When she was known as Marilyn, Steinbach’s mother lived a charmed live, cavorting in Paris as a young woman who aspired to be a dancer. In 1963, she went to a Paris cafe where she later described people “sitting around drinking café lattes and discussing the March on Washington” and decided to go back to America to listen to Martin Luther King’s speech. She went to Skidmore College and joined the radical Students for a Democratic Society (SDS). She met her husband when he placed a call from his graduate school looking for a way to transport busloads of students to a protest of the Vietnam war, Tirien wrote in 2018.
Sala’s maritime life off of Martha’s Vineyard instilled in her a love of nature, which then led her to Buddhism.
“My spiritual home is Green Gulch Farm Zen Center. It’s a place with deep dharma practice, beautiful gardens, acres of flowers and vegetables,” she wrote in 1996.
But there was also a problem: Like her daughter, Buddhists in America were mostly white.
“As an institution, Green Gulch is passionately involved with ecology. The people there are, with some exceptions, European Americans. I want them to care for and work for the health and beauty and safety of human diversity as passionately as they do for biodiversity,” she wrote.
She began running hardcore Critical Race Theory exercises on San Francisco Buddhists, ordering them to stand on opposite corners of the room depending on their identity politics group, and then hurl out invectives against the others, asking questions like, “When you were a child, what were you told about the group across from you? … What are some of the names used to refer to that other group?”
She teamed up with a white Buddhist to work on an anti-racist project, before accusing that woman of being a racist. “You and I are in deep trouble… You don’t know the power of ‘Whiteness,’” Sala told Barbara Gates, her would-be collaborator, Gates wrote. “I don’t want to be alone in these conversations in case someone—probably in all innocence—expresses unexamined racism that might be hurtful to me.”
When Dean Steinbach brought her mother to an event marking the life of a transgender student who had committed suicide, Sala drew on her Buddhist beliefs, saying a monk had told her the day after the September 11, 2001 attacks that “I don’t know what those men were thinking, but I know that no one was listening to them, or at least they felt that way,” and that the same applied to the student, according to Federalist Society chapter president Tim Rosenberg, who attended the event.

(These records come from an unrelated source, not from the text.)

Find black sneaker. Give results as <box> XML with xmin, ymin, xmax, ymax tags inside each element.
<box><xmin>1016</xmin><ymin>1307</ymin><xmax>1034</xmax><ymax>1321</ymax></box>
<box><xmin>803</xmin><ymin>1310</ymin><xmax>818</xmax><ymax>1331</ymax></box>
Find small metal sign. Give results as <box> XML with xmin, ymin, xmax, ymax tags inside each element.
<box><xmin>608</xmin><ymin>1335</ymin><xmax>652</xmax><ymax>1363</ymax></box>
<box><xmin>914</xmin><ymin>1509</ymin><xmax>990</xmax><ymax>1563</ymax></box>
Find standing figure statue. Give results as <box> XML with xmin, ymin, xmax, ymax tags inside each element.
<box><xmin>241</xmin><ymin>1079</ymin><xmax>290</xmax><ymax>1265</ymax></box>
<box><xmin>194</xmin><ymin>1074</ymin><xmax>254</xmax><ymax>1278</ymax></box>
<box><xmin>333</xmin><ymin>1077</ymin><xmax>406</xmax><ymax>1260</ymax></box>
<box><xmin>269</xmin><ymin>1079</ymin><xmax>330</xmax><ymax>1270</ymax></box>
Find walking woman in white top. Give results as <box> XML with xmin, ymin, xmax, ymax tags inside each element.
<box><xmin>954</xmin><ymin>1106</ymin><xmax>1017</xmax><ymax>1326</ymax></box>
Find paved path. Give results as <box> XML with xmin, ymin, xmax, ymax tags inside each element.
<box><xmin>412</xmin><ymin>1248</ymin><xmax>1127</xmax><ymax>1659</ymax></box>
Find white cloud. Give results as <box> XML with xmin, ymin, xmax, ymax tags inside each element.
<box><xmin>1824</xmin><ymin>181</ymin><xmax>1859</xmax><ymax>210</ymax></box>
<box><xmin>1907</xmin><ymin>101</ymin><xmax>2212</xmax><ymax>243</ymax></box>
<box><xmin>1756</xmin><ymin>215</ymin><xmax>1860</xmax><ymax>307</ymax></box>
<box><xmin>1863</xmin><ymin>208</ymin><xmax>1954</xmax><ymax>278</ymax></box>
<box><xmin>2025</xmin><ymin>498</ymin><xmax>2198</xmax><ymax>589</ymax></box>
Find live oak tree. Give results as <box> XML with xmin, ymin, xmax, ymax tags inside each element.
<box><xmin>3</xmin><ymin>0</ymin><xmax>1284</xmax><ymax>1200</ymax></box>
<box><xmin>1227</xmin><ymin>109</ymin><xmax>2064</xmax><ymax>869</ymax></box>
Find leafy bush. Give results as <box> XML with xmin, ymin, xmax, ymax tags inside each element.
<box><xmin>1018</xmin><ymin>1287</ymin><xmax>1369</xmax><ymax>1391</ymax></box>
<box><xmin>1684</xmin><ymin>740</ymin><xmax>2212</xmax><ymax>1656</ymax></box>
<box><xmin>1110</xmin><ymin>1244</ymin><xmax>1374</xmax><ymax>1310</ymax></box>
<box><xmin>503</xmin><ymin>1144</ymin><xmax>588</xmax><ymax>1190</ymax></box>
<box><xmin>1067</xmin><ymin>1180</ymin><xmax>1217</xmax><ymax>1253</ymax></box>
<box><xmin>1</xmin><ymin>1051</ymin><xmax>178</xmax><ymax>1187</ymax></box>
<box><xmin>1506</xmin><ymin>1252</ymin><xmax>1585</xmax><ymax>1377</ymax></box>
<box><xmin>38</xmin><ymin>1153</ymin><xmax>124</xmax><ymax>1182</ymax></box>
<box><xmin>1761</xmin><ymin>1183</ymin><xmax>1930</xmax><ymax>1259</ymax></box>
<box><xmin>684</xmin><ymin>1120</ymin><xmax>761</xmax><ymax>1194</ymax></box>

The transgender student was in fact a member of the conservative group, but the dean later sided with students protesting it, purportedly for being a threat to transgender lives.
Like her mother, Dean Steinbach combined her privilege and tantial grip on an “oppressed” identity to make a career out of calling out hidden bigotry in the most unlikely of places—in her case, the elite campus of America’s top-ranked law school, in uber-liberal Palo Alto.
Despite only one of her four grandparents being fully black, the dean’s diversity job resting on a resume that included serving as vice president of the Law Students of African Descent. “In 2017, she launched the Coalition for Equity and Inclusion in Law (CCEIL), a Bay Area regional cohort of law and policy organizations dedicated to advancing greater cultural equity, inclusion, and diversity in the sector,” her Stanford biography says.
Fighting for the oppressed was lucrative work. In the year ending March 2021, she made $253,000 for working 38 hours a week as the chief program officer for the American Civil Liberties Foundation of Northern California, according to tax filings. Three months later, she took the job at Stanford, which presumably came with a pay increase.
Steinbach did not return a request for comment.